I myself use DE on my flock, works great & a 5 gallon bucket full will last a very long time as long as it doesn't get wet. any parasites will be dead within days with that stuff.
they make poultry netting that some have used to cover the top of their runs. the big thing is make sure the fence & netting is high enough that you can walk in there. if not at some point you WILL have to get in there to get to a sick or problem bird& if it's too low you get to go in there on your hands & knees in all that chicken poop. 1 run is good but 2 are better. that way when they have eaten most of the grass in 1 pen you can switch them to another one. for 6 or 8 birds i would say 25'x50' is a small run. go as big as you can. next year add another run or make the run you already made bigger.

piglett


----------



## new2coop

Wow 25 x 50 run? That's big. I was thinking about half that and I though THAT was big. I am going to have to really figure this out. I live on 0.37 acres. I'll go as big as possible. Not the best carpenter but I'll figure it out


----------



## doubleoakfarm

Just because you can get 25 doesn't mean you need 25. It's more expense (coop, run, feed, bedding, feeders, waterers, etc) and will give you about 2 dozen eggs a day. Most people don't use that many eggs on their own. If you have less room then get fewer birds. Crowding can lead to problems. You just have to decide what is going to work in the space you have and the budget you have. Having more or fewer does make it less enjoyable.


----------



## Energyvet

It is addictive though. Ask any of us. You think you'll be happy with 6 birds and then you find out about a breed you can't live without. Or someone needs a buddy. Or your hen to Roo ratio is off. Or you want Bantams or Large fowl. Or you want green, blue or chocolate eggs. We're all nuts. Lol.


----------



## new2coop

I'm allowed to have up to 25 I never said I would have 25. I am starting with 5 from a friend. I can't remember the exact name something like golden bantams or whatever. I know they will be friendly though. If I go more than five i probably would never go past 10. As for abundance of eggs that's what friends and neighbors are for!


----------



## doubleoakfarm

new2coop said:


> I'm allowed to have up to 25 I never said I would have 25. I am starting with 5 from a friend. I can't remember the exact name something like golden bantams or whatever. I know they will be friendly though. If I go more than five i probably would never go past 10. As for abundance of eggs that's what friends and neighbors are for!

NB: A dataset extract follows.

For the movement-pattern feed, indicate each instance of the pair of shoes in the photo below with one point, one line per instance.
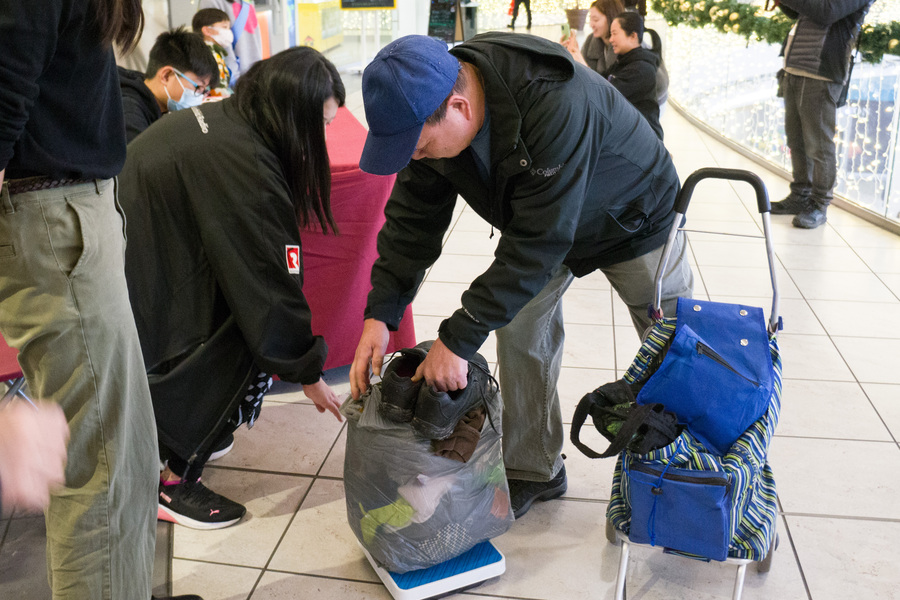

I only mentioned it because of the size of the run. Fewer chicken = smaller run.


----------



## new2coop

Thank you. I hear ya! I drove by a house today and saw a chicken coop there for the first time (have been keeping my eye out for them) and thought the run was just to small. It looks like a permanent spot too. I am going to try and make two runs. Let them use one and then open the other when the other looks worn out. Thanks for the help.


----------



## piglett

new2coop said:


> Wow 25 x 50 run? That's big. I was thinking about half that and I though THAT was big. I am going to have to really figure this out. I live on 0.37 acres. I'll go as big as possible. Not the best carpenter but I'll figure it out


1/2 that size & the grass will be gone in no time flat.
we just went with pound in T posts 
we can move them if we decide to make the run bigger& they don't cost all that much.

piglett


----------